Moreover, the table reveals that males are more likely to be under the impression that they are overweight when in fact they are healthy, and vice versa. Females, however, would have thought to be healthy when they are in fact underweight.
rows <- which(BodyHW$ActualCategory!=BodyHW$repCategory)
table(BodyHW[rows, c("sex","repCategory","ActualCategory")])

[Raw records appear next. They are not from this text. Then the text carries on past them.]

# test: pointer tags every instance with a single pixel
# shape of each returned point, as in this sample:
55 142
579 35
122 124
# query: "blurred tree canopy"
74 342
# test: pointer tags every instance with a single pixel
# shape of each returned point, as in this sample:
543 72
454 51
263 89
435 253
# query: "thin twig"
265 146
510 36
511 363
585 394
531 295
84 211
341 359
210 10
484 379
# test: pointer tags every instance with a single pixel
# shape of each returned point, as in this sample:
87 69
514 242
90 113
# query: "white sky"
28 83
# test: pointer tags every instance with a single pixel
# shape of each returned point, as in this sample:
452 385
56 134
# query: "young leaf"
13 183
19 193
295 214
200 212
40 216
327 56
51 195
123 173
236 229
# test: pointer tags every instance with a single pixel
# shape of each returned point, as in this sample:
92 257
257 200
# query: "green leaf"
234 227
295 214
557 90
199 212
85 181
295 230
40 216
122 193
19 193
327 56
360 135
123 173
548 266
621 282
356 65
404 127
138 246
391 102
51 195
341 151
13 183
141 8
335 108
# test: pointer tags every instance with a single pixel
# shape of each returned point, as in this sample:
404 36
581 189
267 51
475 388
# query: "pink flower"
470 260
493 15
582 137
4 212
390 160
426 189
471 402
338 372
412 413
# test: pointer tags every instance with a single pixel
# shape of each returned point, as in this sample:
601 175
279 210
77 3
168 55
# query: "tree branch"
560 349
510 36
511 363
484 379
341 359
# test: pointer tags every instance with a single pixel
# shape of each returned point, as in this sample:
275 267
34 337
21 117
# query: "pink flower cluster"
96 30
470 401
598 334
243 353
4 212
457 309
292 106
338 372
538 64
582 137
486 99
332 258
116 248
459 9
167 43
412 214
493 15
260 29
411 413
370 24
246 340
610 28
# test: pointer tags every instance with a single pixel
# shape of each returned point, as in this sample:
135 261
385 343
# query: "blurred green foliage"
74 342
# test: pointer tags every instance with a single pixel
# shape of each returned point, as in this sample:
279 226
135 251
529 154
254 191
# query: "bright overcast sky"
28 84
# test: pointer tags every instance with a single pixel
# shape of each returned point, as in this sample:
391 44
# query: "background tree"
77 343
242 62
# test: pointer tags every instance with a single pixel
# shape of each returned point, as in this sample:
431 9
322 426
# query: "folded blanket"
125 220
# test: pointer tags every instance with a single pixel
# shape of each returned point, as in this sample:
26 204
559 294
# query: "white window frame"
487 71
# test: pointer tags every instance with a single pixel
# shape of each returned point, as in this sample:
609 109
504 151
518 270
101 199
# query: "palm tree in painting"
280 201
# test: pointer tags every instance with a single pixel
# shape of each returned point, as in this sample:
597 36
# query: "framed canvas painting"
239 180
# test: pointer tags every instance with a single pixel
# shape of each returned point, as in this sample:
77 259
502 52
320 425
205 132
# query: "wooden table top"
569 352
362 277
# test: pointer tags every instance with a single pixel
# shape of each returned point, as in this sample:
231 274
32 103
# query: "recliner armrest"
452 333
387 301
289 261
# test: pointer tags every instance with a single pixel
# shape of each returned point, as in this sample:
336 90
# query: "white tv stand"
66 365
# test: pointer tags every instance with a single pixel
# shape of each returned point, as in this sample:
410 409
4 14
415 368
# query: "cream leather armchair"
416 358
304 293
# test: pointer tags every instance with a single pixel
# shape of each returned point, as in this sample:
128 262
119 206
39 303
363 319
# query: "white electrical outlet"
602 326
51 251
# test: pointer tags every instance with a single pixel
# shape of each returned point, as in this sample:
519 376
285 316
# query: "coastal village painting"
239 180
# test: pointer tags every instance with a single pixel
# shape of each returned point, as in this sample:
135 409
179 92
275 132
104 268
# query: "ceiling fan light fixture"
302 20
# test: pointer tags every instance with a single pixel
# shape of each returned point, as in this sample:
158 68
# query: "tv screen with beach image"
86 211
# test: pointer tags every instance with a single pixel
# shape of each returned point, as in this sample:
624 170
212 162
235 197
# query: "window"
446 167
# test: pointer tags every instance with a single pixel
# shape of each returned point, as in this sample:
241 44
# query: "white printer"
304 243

## , , ActualCategory = healthy
##
## repCategory
## sex healthy obese overweight underweight
## F 0 0 1 1
## M 0 0 8 0
##
## , , ActualCategory = overweight
##
## repCategory
## sex healthy obese overweight underweight
## F 0 1 0 0
## M 3 1 0 0
##
## , , ActualCategory = underweight
##
## repCategory
## sex healthy obese overweight underweight
## F 5 0 0 0
## M 0 0 0 0
In conclusion, 11% of the individuals can be mislead by their BMI measurements because of incorrect estimation of either their weight or height or both. Four percent of males could have been under the impression that they are overweight when they are instead healthy, and 2% of the females could have been misled to be healthy when they are instead underweight. However, this does not imply that, for example, an incorrect BMI categorization of obese for overweight, is not as alarming. In such cases, individuals should still pay close attention to their consumption and exercise activities. This is also the recommendation for individuals who had incorrect BMI categorization of underweight but are healthy. It is key that every individual, no matter their BMI category, should remain determined to maintain a BMI status of healthy, i.e. well between 18.5 kg/m2 to 24.9 kg/m2, particularly those at the cut-offs between categories and especially those who are obese.